Taking the risk
At 25, David Spence wanted a change. He quit his job selling cars in Hamilton, ON and after a Google search and quick road trip to visit Sackville, enrolled at Mount Allison. Spence describes the decision as “burning the ships” and “cashing in all his chips,” leaving no opportunity to go back or change his mind. For Spence, the only way was forward.
University was a particularly daunting decision because few in Spence’s family or social circle had experience with post-secondary education.
“I certainly didn’t take the traditional path to Mount A,” says Spence, who explains his educational background included getting kicked out of school in Grade 11 and having to take time off before changing schools to complete Grade 12.
“I remember walking down King Street in Sackville on my first day of classes and saying to myself ‘okay, you just have to make it through the first day’ and then that became the first week, the first month, etc.”
Four years later, Spence was graduating with a first-class honours degree in religious studies and political science. The self-professed “least likely person to graduate” was selected as a Mackenzie King Scholar and was off to SOAS (University of London) for a master’s degree in Middle Eastern Politics.
“My master’s degree ended up being the equivalent of first or second year at Mount A in terms of workload and difficulty. Mount Allison really pushed and challenged me academically and even though SOAS was my dream grad school, I’m infinitely prouder of earning my Mount Allison degree.”

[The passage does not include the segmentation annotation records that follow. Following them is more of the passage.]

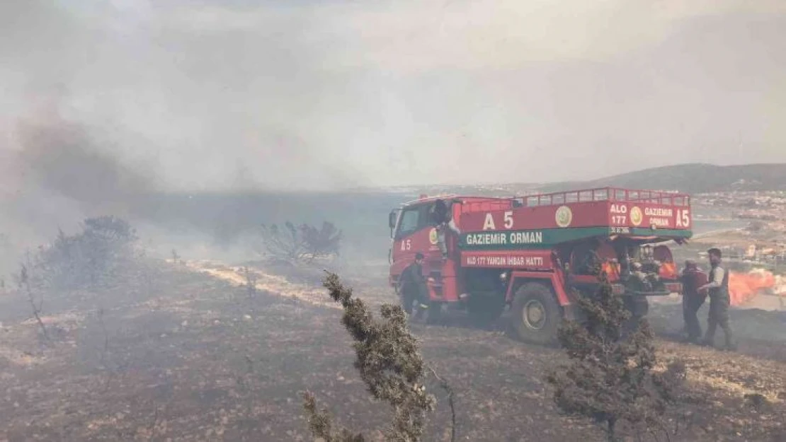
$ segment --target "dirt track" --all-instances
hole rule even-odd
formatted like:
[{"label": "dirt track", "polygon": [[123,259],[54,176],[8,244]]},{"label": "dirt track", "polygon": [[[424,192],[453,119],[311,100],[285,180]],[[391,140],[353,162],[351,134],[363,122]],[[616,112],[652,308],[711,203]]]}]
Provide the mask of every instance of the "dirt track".
[{"label": "dirt track", "polygon": [[[249,297],[237,287],[242,277],[208,270],[169,265],[152,290],[129,283],[52,301],[50,346],[24,321],[20,298],[0,300],[0,441],[308,440],[298,397],[307,389],[352,428],[385,423],[352,367],[340,311],[314,284],[318,273],[262,276]],[[373,304],[391,301],[381,278],[347,282]],[[671,330],[674,310],[657,312],[661,331]],[[542,379],[560,352],[452,323],[413,328],[456,390],[460,440],[604,440],[595,426],[554,410]],[[707,400],[671,423],[679,426],[672,440],[786,440],[786,344],[747,334],[742,354],[659,341],[662,360],[688,361],[692,389]],[[443,393],[430,388],[440,400],[428,440],[446,440]],[[747,393],[767,404],[757,411]]]}]

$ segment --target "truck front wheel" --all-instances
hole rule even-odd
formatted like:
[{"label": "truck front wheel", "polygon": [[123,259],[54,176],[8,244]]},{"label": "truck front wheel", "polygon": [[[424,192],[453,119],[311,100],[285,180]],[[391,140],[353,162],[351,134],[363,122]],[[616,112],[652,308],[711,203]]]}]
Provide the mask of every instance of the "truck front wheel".
[{"label": "truck front wheel", "polygon": [[549,287],[538,283],[527,283],[519,287],[511,313],[512,326],[517,338],[541,345],[556,342],[562,309]]}]

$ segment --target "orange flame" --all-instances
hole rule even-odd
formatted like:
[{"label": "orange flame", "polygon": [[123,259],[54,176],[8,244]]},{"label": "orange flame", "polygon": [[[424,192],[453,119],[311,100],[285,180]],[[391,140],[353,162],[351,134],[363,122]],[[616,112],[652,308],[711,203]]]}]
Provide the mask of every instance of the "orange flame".
[{"label": "orange flame", "polygon": [[753,299],[759,291],[774,287],[775,276],[766,270],[748,273],[732,272],[729,274],[729,294],[732,305],[742,305]]}]

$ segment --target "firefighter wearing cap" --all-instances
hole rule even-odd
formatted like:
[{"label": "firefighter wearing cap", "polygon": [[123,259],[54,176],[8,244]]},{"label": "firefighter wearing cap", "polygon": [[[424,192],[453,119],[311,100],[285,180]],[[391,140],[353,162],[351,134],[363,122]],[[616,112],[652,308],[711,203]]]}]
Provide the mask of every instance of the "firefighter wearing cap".
[{"label": "firefighter wearing cap", "polygon": [[428,308],[428,287],[423,276],[423,254],[415,254],[415,261],[407,265],[399,279],[399,293],[404,311],[412,314],[413,302],[417,301],[421,309]]},{"label": "firefighter wearing cap", "polygon": [[732,340],[732,328],[729,325],[729,306],[731,299],[729,296],[729,272],[721,266],[722,254],[719,249],[710,249],[707,251],[710,258],[710,282],[699,287],[700,292],[706,291],[710,297],[710,314],[707,318],[707,334],[703,343],[706,345],[714,345],[715,342],[715,329],[720,326],[725,338],[725,349],[733,350],[736,348]]},{"label": "firefighter wearing cap", "polygon": [[682,283],[682,317],[688,341],[697,344],[701,340],[701,325],[696,313],[707,299],[707,292],[700,292],[699,287],[707,284],[707,273],[699,268],[695,261],[689,259],[680,279]]}]

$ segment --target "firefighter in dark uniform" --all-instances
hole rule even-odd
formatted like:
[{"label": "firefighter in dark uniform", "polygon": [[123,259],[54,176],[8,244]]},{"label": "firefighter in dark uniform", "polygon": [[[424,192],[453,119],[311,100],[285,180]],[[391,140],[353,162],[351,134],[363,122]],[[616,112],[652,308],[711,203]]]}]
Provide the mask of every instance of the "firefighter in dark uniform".
[{"label": "firefighter in dark uniform", "polygon": [[699,287],[707,284],[707,273],[699,268],[695,261],[689,259],[685,261],[685,268],[680,279],[682,282],[682,317],[688,333],[688,342],[698,344],[701,341],[701,324],[699,323],[696,313],[707,299],[707,292],[700,292]]},{"label": "firefighter in dark uniform", "polygon": [[715,329],[720,326],[725,338],[724,349],[734,350],[736,345],[732,340],[732,328],[729,325],[729,306],[731,302],[729,296],[729,272],[721,266],[722,254],[719,249],[710,249],[707,253],[711,266],[710,282],[699,287],[700,293],[706,291],[710,297],[710,314],[703,344],[714,345]]},{"label": "firefighter in dark uniform", "polygon": [[428,287],[426,285],[426,278],[423,276],[423,258],[421,252],[415,254],[415,261],[404,268],[399,279],[399,290],[404,311],[410,315],[412,314],[412,305],[415,301],[420,305],[419,311],[428,308]]}]

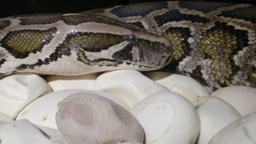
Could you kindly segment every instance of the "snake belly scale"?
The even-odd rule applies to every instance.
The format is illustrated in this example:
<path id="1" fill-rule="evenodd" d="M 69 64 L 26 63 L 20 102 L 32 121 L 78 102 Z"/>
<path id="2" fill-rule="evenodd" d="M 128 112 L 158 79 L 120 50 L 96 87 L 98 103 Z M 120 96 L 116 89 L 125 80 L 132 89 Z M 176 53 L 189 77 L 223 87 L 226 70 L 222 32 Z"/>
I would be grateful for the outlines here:
<path id="1" fill-rule="evenodd" d="M 0 19 L 0 76 L 171 71 L 256 87 L 256 6 L 172 1 Z M 161 68 L 161 69 L 160 69 Z"/>

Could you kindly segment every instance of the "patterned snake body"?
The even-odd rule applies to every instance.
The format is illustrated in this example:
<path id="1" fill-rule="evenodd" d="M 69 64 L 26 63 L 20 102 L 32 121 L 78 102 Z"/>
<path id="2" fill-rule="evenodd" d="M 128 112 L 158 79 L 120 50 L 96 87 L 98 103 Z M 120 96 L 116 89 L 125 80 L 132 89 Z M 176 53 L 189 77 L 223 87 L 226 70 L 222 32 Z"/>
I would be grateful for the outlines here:
<path id="1" fill-rule="evenodd" d="M 190 76 L 210 91 L 255 87 L 255 16 L 249 4 L 172 1 L 3 18 L 0 76 L 146 71 L 170 63 L 160 70 Z"/>

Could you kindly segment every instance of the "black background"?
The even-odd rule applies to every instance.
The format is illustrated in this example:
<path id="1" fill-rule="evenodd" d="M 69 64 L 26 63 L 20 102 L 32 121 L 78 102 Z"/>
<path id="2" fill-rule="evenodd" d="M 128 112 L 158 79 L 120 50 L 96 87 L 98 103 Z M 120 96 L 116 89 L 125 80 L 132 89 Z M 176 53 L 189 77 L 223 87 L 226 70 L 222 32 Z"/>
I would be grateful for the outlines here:
<path id="1" fill-rule="evenodd" d="M 60 0 L 0 0 L 0 17 L 30 14 L 78 13 L 87 10 L 113 7 L 117 5 L 156 1 L 164 1 L 68 0 L 66 1 Z M 204 0 L 202 1 L 248 3 L 254 5 L 256 3 L 256 0 Z"/>

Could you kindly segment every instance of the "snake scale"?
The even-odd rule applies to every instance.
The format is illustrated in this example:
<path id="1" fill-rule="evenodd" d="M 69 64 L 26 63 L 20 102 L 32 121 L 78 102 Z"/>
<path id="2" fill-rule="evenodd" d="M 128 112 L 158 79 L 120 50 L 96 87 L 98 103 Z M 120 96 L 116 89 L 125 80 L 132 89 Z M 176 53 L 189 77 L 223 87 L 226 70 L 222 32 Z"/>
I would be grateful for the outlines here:
<path id="1" fill-rule="evenodd" d="M 171 1 L 0 19 L 0 76 L 160 69 L 256 87 L 256 7 Z"/>

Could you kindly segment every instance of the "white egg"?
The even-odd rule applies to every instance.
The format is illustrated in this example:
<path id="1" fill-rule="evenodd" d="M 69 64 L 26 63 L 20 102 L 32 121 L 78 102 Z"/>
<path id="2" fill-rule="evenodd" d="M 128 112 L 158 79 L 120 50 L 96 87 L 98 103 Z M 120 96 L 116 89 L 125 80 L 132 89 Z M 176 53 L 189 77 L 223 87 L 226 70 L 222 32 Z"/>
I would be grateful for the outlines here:
<path id="1" fill-rule="evenodd" d="M 114 70 L 101 74 L 96 79 L 94 89 L 118 97 L 131 107 L 154 93 L 170 91 L 141 73 L 132 70 Z"/>
<path id="2" fill-rule="evenodd" d="M 145 75 L 188 99 L 194 105 L 199 104 L 201 97 L 210 96 L 207 89 L 190 77 L 166 72 L 148 72 Z"/>
<path id="3" fill-rule="evenodd" d="M 53 91 L 69 89 L 91 90 L 98 75 L 100 73 L 78 76 L 48 75 L 45 80 Z"/>
<path id="4" fill-rule="evenodd" d="M 256 112 L 246 115 L 219 131 L 208 144 L 256 143 Z"/>
<path id="5" fill-rule="evenodd" d="M 218 131 L 241 117 L 229 103 L 215 97 L 210 97 L 197 109 L 201 121 L 197 144 L 207 143 Z"/>
<path id="6" fill-rule="evenodd" d="M 148 96 L 130 110 L 145 131 L 147 144 L 194 144 L 200 129 L 193 105 L 171 92 Z"/>
<path id="7" fill-rule="evenodd" d="M 242 116 L 256 111 L 256 88 L 246 86 L 229 86 L 218 89 L 211 95 L 232 105 Z"/>
<path id="8" fill-rule="evenodd" d="M 0 111 L 14 119 L 30 103 L 51 90 L 39 76 L 20 73 L 0 80 Z"/>
<path id="9" fill-rule="evenodd" d="M 0 125 L 0 142 L 4 144 L 68 144 L 60 135 L 53 135 L 57 130 L 49 133 L 49 130 L 45 130 L 40 129 L 27 119 L 13 121 Z"/>

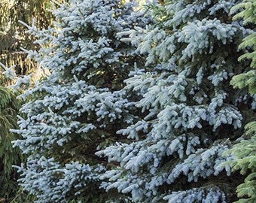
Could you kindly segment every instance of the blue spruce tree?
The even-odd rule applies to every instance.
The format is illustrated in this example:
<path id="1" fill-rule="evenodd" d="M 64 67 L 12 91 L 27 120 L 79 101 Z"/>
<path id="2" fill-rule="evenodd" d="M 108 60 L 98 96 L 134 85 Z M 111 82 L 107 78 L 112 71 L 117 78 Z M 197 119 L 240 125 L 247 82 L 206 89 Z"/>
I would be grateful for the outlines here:
<path id="1" fill-rule="evenodd" d="M 57 2 L 56 2 L 57 3 Z M 111 167 L 95 152 L 119 139 L 132 123 L 133 102 L 123 80 L 143 58 L 117 33 L 148 20 L 133 4 L 117 0 L 70 0 L 53 11 L 54 26 L 28 26 L 41 49 L 27 51 L 50 73 L 25 91 L 14 142 L 28 158 L 18 168 L 22 188 L 35 202 L 105 202 L 99 177 Z"/>
<path id="2" fill-rule="evenodd" d="M 141 112 L 117 132 L 127 141 L 97 153 L 118 163 L 102 187 L 130 195 L 128 202 L 232 202 L 242 178 L 224 166 L 233 157 L 223 153 L 254 104 L 230 80 L 249 67 L 237 59 L 251 31 L 232 21 L 239 1 L 164 2 L 150 8 L 152 26 L 120 34 L 147 54 L 146 68 L 124 87 Z"/>

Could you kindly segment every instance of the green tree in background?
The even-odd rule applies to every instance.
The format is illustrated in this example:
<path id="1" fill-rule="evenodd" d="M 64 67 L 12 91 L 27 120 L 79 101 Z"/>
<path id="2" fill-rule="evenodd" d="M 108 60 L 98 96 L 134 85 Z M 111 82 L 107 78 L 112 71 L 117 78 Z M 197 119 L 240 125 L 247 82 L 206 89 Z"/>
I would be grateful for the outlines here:
<path id="1" fill-rule="evenodd" d="M 58 0 L 57 2 L 62 2 Z M 19 20 L 26 23 L 35 21 L 41 29 L 51 23 L 53 16 L 47 9 L 52 8 L 50 0 L 2 0 L 0 2 L 0 62 L 7 67 L 16 65 L 19 74 L 35 71 L 37 65 L 26 58 L 20 50 L 37 49 L 35 38 L 26 34 L 26 28 Z"/>
<path id="2" fill-rule="evenodd" d="M 234 16 L 234 19 L 242 18 L 243 23 L 254 30 L 245 38 L 239 48 L 247 52 L 239 57 L 239 60 L 249 59 L 251 69 L 247 72 L 236 75 L 232 78 L 231 84 L 239 89 L 248 88 L 249 93 L 255 100 L 256 95 L 256 1 L 245 0 L 234 6 L 233 11 L 242 9 L 242 11 Z M 255 109 L 254 108 L 253 109 Z M 247 177 L 244 183 L 237 187 L 237 195 L 240 199 L 237 202 L 256 202 L 256 120 L 245 126 L 245 139 L 236 144 L 230 152 L 236 156 L 232 162 L 233 170 L 240 170 L 241 174 Z M 247 138 L 247 139 L 246 139 Z"/>
<path id="3" fill-rule="evenodd" d="M 0 202 L 1 199 L 8 202 L 17 189 L 17 174 L 12 165 L 20 163 L 22 156 L 17 148 L 12 147 L 11 141 L 17 136 L 11 132 L 10 129 L 17 128 L 19 108 L 16 95 L 0 85 Z"/>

When not spending long hours studying in the R.P. Bell Library, Spence had also served as Mount Allison student ombudsman and Model UN president, worked as a TA for multiple courses, and earned various scholarships. He earned a research grant to spend six months in Australia working with Aboriginal groups and activists and conducting research for his honours thesis comparing the Indigenous residential school systems of Canada and Australia.
“There’s the whole typical Mount A narrative of community and family and that it’s such a special place, but here’s the thing — it’s all true,” says Spence. “I don’t know how else to say it. From the friends I made to professors and staff like Rev. Perkin, James Devine, Dave Thomas, Fiona Black, and Adam Christie, who all played really pivotal roles for me. It was such a formative experience in making me who I am and really shaping and molding me as a professional, as an academic, as an adult. The relationships I made at Mount Allison really made me the person I am today.”
During his time at Mount Allison, Spence zeroed in on a career with the UN. For the past year, he has worked as an Anti-Corruption Specialist for the UN’s Office of Drugs and Crime (UNODC), Southeast Asia and the Pacific region. Spence and his colleagues help train government officials and law enforcement agencies in various countries on best practices in anti-corruption.
When Spence speaks with current students, he tells them that securing a position with the UN is anything but easy. His own journey included a six-month unpaid internship, hundreds of job applications, countless interviews, and plenty of anxiety and second-guessing life decisions.
“I spent five years saying I was going to make it to the UN — it nearly killed me, but I did it.”
Spence cautions students to be realistic and understand that working for the UN comes with huge pros and cons, such as working with the coolest people in the world and travelling to places you would never otherwise visit, versus little job security, a huge bureaucracy, and being prepared to take whatever job opportunities become available, wherever they are in the world.
Spence is based out of Bangkok, Thailand and routinely travels to South Korea, Fiji, Australia, and other countries in the region. He says he is enjoying his work and has a great supervisor and colleagues and remains focused on long-term plans. A PhD is one life goal, as Spence is interested in examining how peoples’ religious beliefs inform their responses to emergencies and natural disasters.
Another plan he is considering is buying a house in Sackville.
“I miss Sackville and Mount Allison every day and I really like the idea of having roots in a place that was so special to me,” says Spence. “Mount A is where I became the best version of myself.”
Spence figures it’s also a good investment, providing his future children somewhere to live when they go to Mount Allison.